Dilema no escuro

Os dedos da mulher tremeram quando ela passou o ferrolho, trancando-se no banheiro. Não acendeu a luz. Não precisava. Os celulares, esses pequenos instrumentos do demônio, têm luz própria. Apertou com força o aparelhinho na mão, sentindo a superfície lisa e fria. Era ali dentro que estava a resposta. Sim ou não? Seria verdade? Não é possível, não posso acreditar.
Sentou-se no banco junto ao boxe, encostando-se ao toalheiro. Seus gestos eram lentos, medidos, fazia tudo como se estivesse debaixo d’água, ou na lua, ou em outra dimensão. Seu corpo se movimentava quase à sua revelia, as mãos trêmulas agarradas ao celular, sem querer largar. Não podia fazer nenhum ruído, o marido podia acordar. O banheiro era no fim do corredor, longe do quarto, mas era arriscado.
Respirou fundo. Tinha recebido a carta de manhã. Alguém botara embaixo da porta. A carta que denunciava tudo, dava detalhes. Muitos detalhes. E dizia que, se ela tivesse dúvida, que procurasse as mensagens no celular dele. A mulher olhou para o aparelho que tinha nas mãos. O celular do marido. Seus olhos se acostumavam à penumbra, ela já podia ver o brilho do vidro, a moldura de metal.
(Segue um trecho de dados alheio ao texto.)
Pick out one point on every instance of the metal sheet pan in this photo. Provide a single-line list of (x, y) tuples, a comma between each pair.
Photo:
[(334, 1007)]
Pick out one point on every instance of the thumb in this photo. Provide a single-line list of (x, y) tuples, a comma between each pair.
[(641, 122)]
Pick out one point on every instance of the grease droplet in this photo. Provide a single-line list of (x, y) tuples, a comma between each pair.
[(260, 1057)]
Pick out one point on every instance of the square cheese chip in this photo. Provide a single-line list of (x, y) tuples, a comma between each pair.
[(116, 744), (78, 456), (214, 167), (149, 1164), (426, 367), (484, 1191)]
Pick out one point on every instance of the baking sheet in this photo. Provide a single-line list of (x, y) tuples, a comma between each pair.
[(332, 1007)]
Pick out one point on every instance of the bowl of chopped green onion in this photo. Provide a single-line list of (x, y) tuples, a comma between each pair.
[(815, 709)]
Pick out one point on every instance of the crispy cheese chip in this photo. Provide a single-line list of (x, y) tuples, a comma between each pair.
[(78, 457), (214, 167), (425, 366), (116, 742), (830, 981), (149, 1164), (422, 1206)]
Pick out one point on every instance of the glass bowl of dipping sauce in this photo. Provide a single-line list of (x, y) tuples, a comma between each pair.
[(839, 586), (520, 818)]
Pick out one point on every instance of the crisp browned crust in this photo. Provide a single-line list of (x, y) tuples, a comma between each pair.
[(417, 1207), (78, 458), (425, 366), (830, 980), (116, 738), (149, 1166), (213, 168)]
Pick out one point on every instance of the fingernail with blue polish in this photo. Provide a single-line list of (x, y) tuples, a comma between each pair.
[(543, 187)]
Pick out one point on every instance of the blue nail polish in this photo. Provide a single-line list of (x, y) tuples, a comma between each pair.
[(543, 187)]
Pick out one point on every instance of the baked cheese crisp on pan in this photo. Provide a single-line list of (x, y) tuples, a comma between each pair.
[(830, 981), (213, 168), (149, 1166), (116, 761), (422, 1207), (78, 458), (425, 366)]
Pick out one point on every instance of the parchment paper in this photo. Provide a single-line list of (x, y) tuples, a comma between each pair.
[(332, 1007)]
Não é possível, tornou a pensar. Ele nunca me escondeu nada, ele sabe que eu tenho a senha. Essa é a maior prova de que é tudo mentira, uma intriga de alguém que inveja nossa felicidade.
Mas… e se fosse verdade? Se não fosse uma intriga?
Precisava saber. Tomar coragem, ligar o pequeno botão, ver a tela se iluminar, procurar as mensagens. Ler. E pronto. Tudo estaria esclarecido. Era simples, não precisaria nem comentar com ele, nada, nada. Amanhã seria outro dia, tudo estaria esquecido. A carta. A maldita carta. Os detalhes. Muitos detalhes. Mas era intriga, tinha certeza, só podia ser. Tinha de ser.
Logo ele, um homem tão digno, tão ético. Sempre tão correto em tudo. Os maridos das amigas eram diferentes. Deles, ela esperaria qualquer coisa. Mas o seu era diferente. Sua vida inteira fora calcada naquela crença, na certeza de que seu marido era um homem franco, verdadeiro, fiel. Ele não. Nunca!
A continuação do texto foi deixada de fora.